THE growing popularity of mobile devices with large screens – called “phablets” – and also small screen wearable devices, such as smartwatches, is making interacting with them with one hand increasingly difficult.
This is especially true when trying to input text with one hand.
Computer scientists at the University of St Andrews have come up with the solution – a tilt-based gesture keyboard text entry technique that supports entering one word per gesture.
Called SWiM – Shape Writing in Motion – users tilt the device to control a pointer ball which traces a path for the gesture keyboard to input text.
Professor Aaron Quigley, Chair of Human Computer Interaction at the School of Computer Science at the University, said: “The design of both wearable and large mobile devices assumes both hands are free, however one-handed use of devices, regardless of their size, is now commonplace. Indeed, if you are reading this on a mobile device, ask yourself, are you holding the device with one hand or two?
“When we consider phablets, it’s difficult to hold them firmly in one hand, let alone interact with them. This is due, in part, to the limited functional area of the thumb which makes it difficult to reach all areas of the screen.”
“In addition, unintended touches from the palm area may occur. These problems will be exacerbated if the trend of larger mobile phone screens continues. Yet, there are many occasions when the user’s other hand is encumbered or not available, such as due to a disability or when holding a bag, a cup of coffee, or an umbrella.”
Hui-Shyong Yeo, postgraduate researcher in the School of Computer Science at the University, who led the project, said: “SWiM is based on the shape writing technique commonly referred to as a gesture keyboard, which we extend to support input by tilt.

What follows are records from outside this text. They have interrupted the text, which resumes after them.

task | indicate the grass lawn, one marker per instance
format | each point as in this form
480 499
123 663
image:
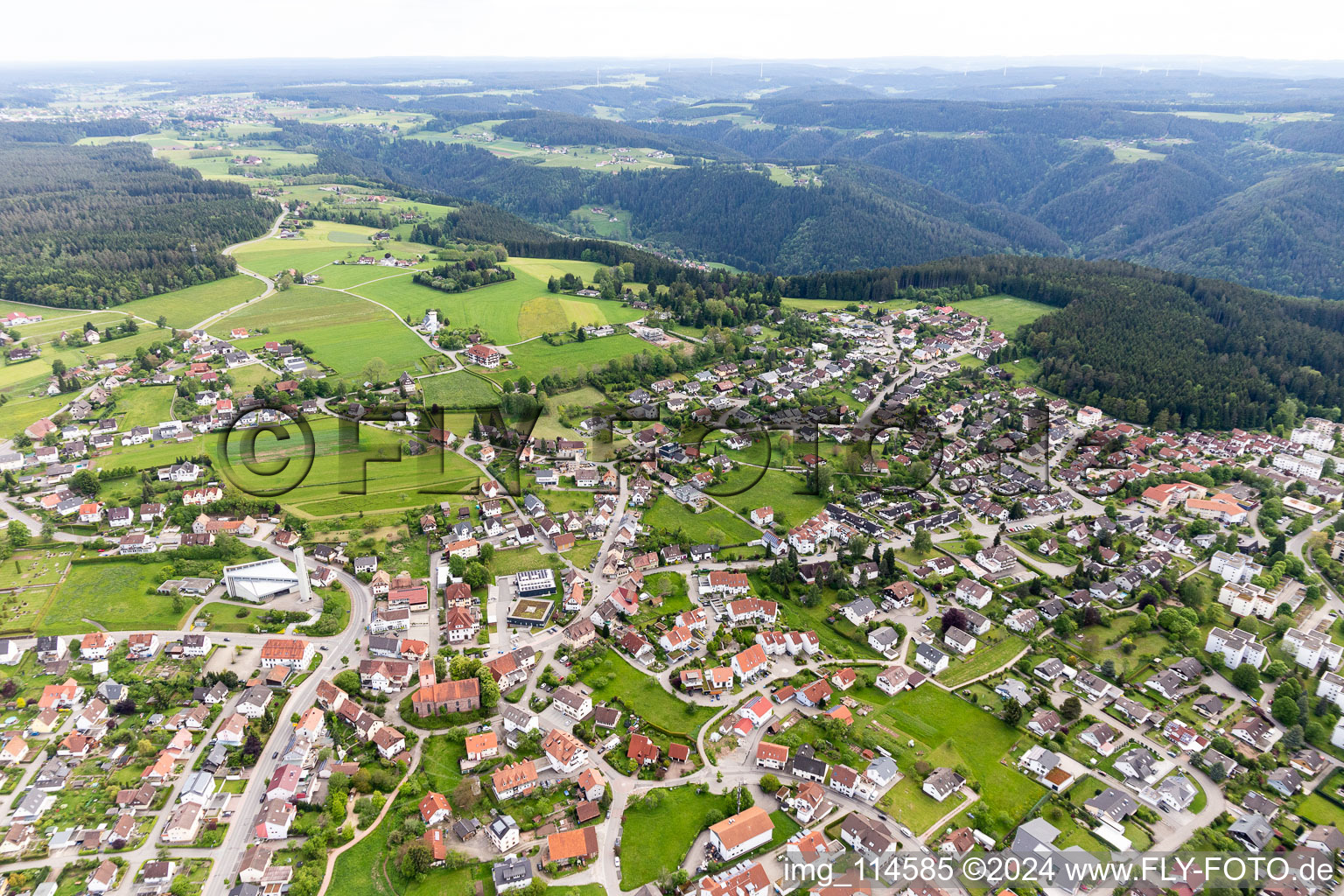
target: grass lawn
952 730
443 881
915 808
323 243
1070 832
440 760
113 594
1004 312
984 662
582 552
353 471
519 559
223 617
25 376
714 526
458 389
507 312
19 413
549 426
562 500
815 617
666 825
536 359
143 404
1320 810
644 696
343 331
750 488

Instead of using a finger to draw over the on-screen keyboard, we use wrist motion of the dominant hand to trace an input to perform shape writing.”
A pilot study showed that first time users could achieve a rate of 15 words per minute (wpm) after minimal practice and a rate of 32 wpm after approximately 90 minutes of practice.
Professor Aaron Quigley added: “As more and more computation is woven into the fabric of our lives, fluid interaction with such systems and devices requires us to examine our thinking about such interaction and challenge our basic assumptions. SWiM does this, as it affords people a new way to input text and it solves a number of real problems people have today with both small and large devices used with one hand.
“While SWiM can be applied to smaller devices such as smartwatches and larger devices like tablets, as shown in our studies, we suggest that it can be also applied to game controllers or VR headsets.”